I know this doesn't really answer your question, but I thought I would highlight an alternate solution you might use. A good database and an appropriate OR mapper like .netTiers, NHibernate, or more recently LINQ to SQL / Entity Framework would probably get you back up and running with minimal changes to the rest of your codebase.
我知道这并不能真正回答您的问题,但我想我会强调您可能使用的替代解决方案。一个好的数据库和一个合适的 OR 映射器(如 .netTiers、NHibernate 或最近的 LINQ to SQL / Entity Framework)可能会让您在对其余代码库进行最少更改的情况下重新启动并运行。
回答by Oppositional
You may control what parts of the Cars class are deserialized by implementing the IXmlSerializableinterface on the Cars class, and then within the ReadXml(XmlReader)method you would read and deserialize the Car elements but when you reach the SalesPerson element you would read its subtree as a string and then construct a Stream over the the textual content using a StreamWriter.
您可以通过在 Cars 类上实现IXmlSerializable接口来控制反序列化 Cars 类的哪些部分,然后在ReadXml(XmlReader)方法中读取和反序列化 Car 元素,但是当您到达 SalesPerson 元素时,您将读取其子树作为字符串,然后使用 StreamWriter 在文本内容上构造一个 Stream。
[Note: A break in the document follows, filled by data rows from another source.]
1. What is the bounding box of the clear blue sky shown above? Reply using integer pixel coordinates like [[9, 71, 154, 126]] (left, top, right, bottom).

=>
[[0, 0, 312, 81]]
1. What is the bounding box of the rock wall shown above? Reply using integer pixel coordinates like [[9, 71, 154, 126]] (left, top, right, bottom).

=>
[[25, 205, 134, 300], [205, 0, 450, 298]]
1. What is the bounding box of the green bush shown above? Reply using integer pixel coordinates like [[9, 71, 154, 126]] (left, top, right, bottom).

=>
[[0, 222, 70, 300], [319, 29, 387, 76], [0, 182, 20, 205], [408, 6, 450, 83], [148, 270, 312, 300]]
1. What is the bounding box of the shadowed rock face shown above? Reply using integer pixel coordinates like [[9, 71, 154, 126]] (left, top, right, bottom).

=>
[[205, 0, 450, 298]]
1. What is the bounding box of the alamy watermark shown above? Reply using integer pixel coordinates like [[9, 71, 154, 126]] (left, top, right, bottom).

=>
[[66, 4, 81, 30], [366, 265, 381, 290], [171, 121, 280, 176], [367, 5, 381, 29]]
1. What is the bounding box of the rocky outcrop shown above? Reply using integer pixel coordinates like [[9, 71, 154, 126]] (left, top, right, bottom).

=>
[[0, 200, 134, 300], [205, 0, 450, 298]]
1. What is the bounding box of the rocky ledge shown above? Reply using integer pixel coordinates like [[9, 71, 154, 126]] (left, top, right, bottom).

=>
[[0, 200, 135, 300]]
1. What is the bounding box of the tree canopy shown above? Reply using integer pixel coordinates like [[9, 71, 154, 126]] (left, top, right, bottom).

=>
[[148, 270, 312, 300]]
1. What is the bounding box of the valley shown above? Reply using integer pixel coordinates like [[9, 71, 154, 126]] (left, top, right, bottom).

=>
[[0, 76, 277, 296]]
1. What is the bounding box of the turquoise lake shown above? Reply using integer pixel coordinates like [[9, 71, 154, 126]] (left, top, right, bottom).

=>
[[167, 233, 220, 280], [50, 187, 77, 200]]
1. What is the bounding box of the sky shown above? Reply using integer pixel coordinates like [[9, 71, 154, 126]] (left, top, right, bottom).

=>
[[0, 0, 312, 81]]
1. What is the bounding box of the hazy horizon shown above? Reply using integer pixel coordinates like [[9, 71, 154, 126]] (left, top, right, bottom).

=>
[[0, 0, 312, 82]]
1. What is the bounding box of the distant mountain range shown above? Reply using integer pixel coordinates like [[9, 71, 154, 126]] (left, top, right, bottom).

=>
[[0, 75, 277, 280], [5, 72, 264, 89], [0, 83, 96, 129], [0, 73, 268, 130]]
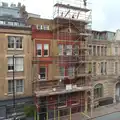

If you never want the XmlSerializer to write out the SalesPerson element, use the [XmlIgnore] attribute. I am not sure what you want to happen when you seriailize the Cars class to its XML representation. Are you trying to only prevent deserialization of the SalesPerson while still being able to serialize the XML representation of the SalesPerson represented by the Stream?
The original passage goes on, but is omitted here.